Stability and Sensitivity Analysis of Relative Temporal-Difference Learning: Extended Version
Provides theoretical stability guarantees for relative TD learning with function approximation, addressing a known bottleneck in TD methods for near-discount factors.
Relative TD learning with linear function approximation is analyzed, establishing stability conditions and showing that with an empirical baseline distribution, the algorithm is stable for any non-negative baseline weight and discount factor. Asymptotic bias and covariance remain uniformly bounded as the discount factor approaches one.

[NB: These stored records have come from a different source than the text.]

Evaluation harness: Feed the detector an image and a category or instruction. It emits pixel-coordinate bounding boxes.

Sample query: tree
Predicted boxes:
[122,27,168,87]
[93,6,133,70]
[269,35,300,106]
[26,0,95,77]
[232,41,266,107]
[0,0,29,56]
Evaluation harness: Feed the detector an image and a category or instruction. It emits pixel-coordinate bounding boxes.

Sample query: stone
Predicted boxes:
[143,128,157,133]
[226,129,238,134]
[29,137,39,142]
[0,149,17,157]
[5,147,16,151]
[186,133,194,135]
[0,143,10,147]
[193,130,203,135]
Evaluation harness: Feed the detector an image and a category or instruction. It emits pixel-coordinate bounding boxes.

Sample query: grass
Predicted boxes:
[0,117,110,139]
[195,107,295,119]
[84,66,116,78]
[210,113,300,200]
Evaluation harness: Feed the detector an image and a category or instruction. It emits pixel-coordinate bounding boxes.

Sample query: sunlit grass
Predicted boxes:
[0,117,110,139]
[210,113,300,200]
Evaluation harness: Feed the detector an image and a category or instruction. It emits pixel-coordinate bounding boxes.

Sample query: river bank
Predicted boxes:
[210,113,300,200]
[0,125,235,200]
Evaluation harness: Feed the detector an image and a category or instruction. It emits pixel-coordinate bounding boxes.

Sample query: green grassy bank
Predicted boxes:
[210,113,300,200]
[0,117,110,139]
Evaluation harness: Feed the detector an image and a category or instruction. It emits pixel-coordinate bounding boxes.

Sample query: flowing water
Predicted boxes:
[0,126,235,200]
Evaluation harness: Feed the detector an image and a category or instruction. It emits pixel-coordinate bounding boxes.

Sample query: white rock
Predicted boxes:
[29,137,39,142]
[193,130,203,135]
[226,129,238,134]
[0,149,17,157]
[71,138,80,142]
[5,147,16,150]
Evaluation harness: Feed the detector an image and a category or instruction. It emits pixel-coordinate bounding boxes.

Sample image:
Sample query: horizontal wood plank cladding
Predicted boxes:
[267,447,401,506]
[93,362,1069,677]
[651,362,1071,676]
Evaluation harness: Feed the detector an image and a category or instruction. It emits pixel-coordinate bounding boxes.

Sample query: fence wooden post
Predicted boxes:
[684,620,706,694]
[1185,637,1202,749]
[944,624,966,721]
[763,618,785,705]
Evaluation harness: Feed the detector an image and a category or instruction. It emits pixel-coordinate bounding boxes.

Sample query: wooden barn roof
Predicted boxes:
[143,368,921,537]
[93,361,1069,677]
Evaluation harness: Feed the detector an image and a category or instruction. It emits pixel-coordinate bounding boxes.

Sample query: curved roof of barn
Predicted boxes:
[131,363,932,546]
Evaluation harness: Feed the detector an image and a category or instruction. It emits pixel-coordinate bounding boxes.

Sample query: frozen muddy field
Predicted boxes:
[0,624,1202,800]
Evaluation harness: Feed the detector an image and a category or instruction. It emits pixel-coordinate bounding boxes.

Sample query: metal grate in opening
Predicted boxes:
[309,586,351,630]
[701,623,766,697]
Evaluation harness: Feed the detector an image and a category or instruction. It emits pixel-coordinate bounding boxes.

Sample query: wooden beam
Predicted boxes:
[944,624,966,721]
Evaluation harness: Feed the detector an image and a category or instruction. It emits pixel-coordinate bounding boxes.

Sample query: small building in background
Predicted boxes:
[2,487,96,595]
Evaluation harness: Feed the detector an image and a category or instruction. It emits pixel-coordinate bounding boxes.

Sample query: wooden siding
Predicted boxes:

Relative temporal-difference (TD) learning was introduced to mitigate the slow convergence of TD methods when the discount factor approaches one by subtracting a baseline from the temporal-difference update. While this idea has been studied in the tabular setting, stability guarantees with function approximation remain poorly understood. This paper analyzes relative TD learning with linear function approximation. We establish stability conditions for the algorithm and show that the choice of baseline distribution plays a central role. In particular, when the baseline is chosen as the empirical distribution of the state-action process, the algorithm is stable for any non-negative baseline weight and any discount factor. We also provide a sensitivity analysis of the resulting parameter estimates, characterizing both asymptotic bias and covariance. The asymptotic covariance and asymptotic bias are shown to remain uniformly bounded as the discount factor approaches one.